While the bulk of American medicine may accept becoming little bureaucrats, doing the bidding of their masters in Washington, a sliver will simply offer their services to patients on a cash or concierge basis. These few may grow until medicine becomes once again the noble profession it once was.

Krugman’s Blinders

By Greg Scandlen

There has been a lot written about Paul Krugman’s recent op-eds  and blog posts about how thinking of people as “consumers” rather than “patients” violates their “sacred” relationship with doctors.  My colleague Ben Domenech had one of the best rebuttals in Consumer Power Report #269.

It is more than a little disconcerting to hear people like Paul Krugman suddenly invoke the sacred doctor/patient relationship when they have been working so hard to have bureaucrats control both physicians and patients.

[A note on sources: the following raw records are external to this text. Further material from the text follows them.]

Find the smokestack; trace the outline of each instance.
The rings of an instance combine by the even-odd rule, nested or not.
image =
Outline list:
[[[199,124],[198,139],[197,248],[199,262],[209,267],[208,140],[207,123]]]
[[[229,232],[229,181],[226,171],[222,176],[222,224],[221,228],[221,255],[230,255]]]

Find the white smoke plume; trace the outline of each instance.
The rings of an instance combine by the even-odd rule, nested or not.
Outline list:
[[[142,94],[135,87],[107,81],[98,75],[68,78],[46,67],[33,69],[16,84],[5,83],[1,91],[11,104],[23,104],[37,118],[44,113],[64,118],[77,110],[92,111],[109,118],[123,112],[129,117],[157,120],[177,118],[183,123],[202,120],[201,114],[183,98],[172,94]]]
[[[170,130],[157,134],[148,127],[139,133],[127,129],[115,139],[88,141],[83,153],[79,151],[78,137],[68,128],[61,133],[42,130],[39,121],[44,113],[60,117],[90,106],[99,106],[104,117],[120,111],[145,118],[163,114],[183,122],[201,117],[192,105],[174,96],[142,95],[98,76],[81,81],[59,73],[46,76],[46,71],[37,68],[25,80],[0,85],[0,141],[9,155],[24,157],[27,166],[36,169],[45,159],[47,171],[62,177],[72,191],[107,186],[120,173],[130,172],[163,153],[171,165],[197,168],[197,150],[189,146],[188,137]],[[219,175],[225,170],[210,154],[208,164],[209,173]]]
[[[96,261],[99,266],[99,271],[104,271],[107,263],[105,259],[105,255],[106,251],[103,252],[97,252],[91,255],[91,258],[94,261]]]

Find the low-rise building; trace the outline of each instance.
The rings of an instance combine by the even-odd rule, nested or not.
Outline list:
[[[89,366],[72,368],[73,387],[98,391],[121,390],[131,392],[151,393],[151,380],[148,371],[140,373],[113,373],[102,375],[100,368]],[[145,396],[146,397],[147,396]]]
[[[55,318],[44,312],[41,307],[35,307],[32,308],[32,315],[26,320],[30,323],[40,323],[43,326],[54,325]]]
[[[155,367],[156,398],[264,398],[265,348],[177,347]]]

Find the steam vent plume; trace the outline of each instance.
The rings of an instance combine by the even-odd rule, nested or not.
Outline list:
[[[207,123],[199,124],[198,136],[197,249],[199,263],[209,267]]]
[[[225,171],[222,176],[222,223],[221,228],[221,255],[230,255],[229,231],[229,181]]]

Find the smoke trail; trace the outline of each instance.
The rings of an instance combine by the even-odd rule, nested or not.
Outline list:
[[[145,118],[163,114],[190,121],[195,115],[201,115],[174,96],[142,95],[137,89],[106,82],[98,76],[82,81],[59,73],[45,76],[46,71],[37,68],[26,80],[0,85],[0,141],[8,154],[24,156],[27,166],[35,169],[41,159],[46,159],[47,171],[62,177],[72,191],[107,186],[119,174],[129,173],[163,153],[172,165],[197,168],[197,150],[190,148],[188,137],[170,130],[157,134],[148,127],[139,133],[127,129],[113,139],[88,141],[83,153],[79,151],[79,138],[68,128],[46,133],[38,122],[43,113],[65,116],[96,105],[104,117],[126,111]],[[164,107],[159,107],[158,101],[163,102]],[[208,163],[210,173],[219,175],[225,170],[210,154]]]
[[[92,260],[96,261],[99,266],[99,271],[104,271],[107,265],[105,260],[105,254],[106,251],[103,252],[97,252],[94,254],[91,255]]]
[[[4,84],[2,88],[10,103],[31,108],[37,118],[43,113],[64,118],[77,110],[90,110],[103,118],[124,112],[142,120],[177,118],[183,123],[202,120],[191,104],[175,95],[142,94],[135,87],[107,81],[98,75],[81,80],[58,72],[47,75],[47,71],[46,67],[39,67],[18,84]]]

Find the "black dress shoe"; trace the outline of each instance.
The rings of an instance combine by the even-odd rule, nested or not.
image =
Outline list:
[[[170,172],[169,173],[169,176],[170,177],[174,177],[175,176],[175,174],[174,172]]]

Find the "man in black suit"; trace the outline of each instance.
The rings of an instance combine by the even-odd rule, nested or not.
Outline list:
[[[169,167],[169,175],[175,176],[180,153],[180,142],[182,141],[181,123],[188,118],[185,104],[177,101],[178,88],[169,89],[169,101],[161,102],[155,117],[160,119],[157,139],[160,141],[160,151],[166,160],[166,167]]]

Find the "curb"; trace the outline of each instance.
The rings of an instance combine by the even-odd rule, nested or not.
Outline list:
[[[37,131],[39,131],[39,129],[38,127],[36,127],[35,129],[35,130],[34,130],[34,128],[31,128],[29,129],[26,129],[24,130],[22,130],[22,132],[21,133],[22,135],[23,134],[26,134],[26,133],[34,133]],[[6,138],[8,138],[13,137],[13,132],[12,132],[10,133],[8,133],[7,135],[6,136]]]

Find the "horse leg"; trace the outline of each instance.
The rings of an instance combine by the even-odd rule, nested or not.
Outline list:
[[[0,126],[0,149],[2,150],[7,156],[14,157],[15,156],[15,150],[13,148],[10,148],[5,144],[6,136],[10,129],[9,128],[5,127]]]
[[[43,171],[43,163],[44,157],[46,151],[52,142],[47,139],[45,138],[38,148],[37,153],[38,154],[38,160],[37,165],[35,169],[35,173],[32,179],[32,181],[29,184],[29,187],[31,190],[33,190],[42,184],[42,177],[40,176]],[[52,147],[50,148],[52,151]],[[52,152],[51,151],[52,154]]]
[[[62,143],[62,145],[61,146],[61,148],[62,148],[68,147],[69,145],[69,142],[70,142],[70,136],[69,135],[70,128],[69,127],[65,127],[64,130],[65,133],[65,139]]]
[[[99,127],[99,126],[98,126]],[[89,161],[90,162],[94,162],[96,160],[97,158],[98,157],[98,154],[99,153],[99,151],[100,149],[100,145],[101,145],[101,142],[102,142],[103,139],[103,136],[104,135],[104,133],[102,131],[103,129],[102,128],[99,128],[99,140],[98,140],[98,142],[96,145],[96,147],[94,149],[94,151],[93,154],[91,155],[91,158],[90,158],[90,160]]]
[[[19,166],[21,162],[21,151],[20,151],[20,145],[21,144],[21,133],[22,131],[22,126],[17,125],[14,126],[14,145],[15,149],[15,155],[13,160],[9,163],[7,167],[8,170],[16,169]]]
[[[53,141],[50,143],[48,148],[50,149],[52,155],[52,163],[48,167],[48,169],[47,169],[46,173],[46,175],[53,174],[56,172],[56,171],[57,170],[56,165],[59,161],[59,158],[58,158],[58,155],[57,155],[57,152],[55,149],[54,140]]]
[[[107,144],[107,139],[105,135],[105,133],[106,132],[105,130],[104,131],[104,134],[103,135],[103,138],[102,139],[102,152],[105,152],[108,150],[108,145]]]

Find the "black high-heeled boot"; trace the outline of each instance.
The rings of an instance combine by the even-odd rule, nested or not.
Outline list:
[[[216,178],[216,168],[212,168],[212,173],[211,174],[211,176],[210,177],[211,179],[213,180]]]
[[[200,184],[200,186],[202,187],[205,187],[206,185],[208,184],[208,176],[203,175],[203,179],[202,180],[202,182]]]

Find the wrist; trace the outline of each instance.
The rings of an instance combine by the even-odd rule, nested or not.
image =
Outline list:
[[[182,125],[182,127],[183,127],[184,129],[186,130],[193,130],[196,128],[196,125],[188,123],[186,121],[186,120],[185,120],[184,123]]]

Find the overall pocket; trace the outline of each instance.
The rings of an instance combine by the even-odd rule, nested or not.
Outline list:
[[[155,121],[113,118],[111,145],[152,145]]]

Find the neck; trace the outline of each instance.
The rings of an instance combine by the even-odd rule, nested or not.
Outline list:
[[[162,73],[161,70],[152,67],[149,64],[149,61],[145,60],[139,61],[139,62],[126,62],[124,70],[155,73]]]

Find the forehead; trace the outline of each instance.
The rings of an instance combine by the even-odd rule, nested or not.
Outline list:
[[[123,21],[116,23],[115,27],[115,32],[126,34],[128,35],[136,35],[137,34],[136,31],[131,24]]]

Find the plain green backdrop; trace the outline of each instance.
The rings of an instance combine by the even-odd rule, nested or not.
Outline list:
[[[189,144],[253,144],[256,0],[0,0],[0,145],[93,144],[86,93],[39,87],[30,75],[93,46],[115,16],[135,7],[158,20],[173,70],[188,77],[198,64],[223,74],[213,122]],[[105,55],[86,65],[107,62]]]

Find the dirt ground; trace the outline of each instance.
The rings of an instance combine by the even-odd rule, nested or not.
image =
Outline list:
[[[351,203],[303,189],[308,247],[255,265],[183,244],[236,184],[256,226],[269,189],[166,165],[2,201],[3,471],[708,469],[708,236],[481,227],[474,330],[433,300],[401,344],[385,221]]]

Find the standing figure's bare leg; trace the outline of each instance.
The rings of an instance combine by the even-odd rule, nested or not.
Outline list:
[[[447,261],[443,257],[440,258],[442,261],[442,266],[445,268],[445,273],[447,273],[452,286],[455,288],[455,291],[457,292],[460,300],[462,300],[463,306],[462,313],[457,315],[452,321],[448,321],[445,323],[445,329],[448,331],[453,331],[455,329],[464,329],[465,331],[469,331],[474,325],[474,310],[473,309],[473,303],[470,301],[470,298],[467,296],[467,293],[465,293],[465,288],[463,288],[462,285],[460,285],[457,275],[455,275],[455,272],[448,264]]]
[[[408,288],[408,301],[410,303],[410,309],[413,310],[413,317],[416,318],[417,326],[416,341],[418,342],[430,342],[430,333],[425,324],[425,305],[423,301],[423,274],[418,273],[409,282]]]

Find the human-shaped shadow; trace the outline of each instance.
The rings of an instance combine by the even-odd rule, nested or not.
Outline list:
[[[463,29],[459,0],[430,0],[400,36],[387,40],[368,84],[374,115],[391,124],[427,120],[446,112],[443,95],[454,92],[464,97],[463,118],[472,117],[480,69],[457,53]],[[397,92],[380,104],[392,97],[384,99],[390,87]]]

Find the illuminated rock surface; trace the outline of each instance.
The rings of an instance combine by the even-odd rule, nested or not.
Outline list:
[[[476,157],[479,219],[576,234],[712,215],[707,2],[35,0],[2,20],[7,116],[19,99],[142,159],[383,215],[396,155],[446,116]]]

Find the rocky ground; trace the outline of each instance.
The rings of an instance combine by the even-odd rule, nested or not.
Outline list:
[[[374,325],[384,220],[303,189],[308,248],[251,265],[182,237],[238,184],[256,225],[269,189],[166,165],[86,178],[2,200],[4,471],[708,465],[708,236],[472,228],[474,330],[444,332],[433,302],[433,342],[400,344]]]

But I want to make a different point, one that has been lacking in most of the commentary.

The whole point of Consumer Driven Health Care is to get people involved in their health care decisions long before they become patients.  For decades the “health policy community” has been fretting over this very thing – how to improve “health literacy,” how to get people to make healthy lifestyle choices, how to get people to ask questions about their treatment alternatives, how to teach people when it is appropriate to rush to the Emergency Department and when it is not, how to teach people the differences between the various medical specialties, etc., etc., etc.

We have health education classes in high school. We have newsletters with “Tips for Healthful Living.”  We have media reports about the latest breakthroughs in prevention and treatment.

None of it worked very well – until the advent of Consumer Driven Health Care. Suddenly people are responsible for making decisions about how to spend their own money for their own health, and they demand more information about their options. They sit together in the kitchen to decide how much money to set aside in a saving account and how big a deductible they can handle.  They have discussions about how often the kids go to the doctor and whether they will need glasses or dental work in the coming year. They look for lower cost generic drugs to replace the name brands they have been using. They use home remedies first, before making an appointment with the doctor. They participate in wellness programs.

They are not yet “patients.” They are active “consumers.”

If the Krugman’s of the world would take off their political blinders, they would see something wonderful is happening in the market.  But that would shatter their illusion of an all-powerful bureaucracy fixing everybody’s problems.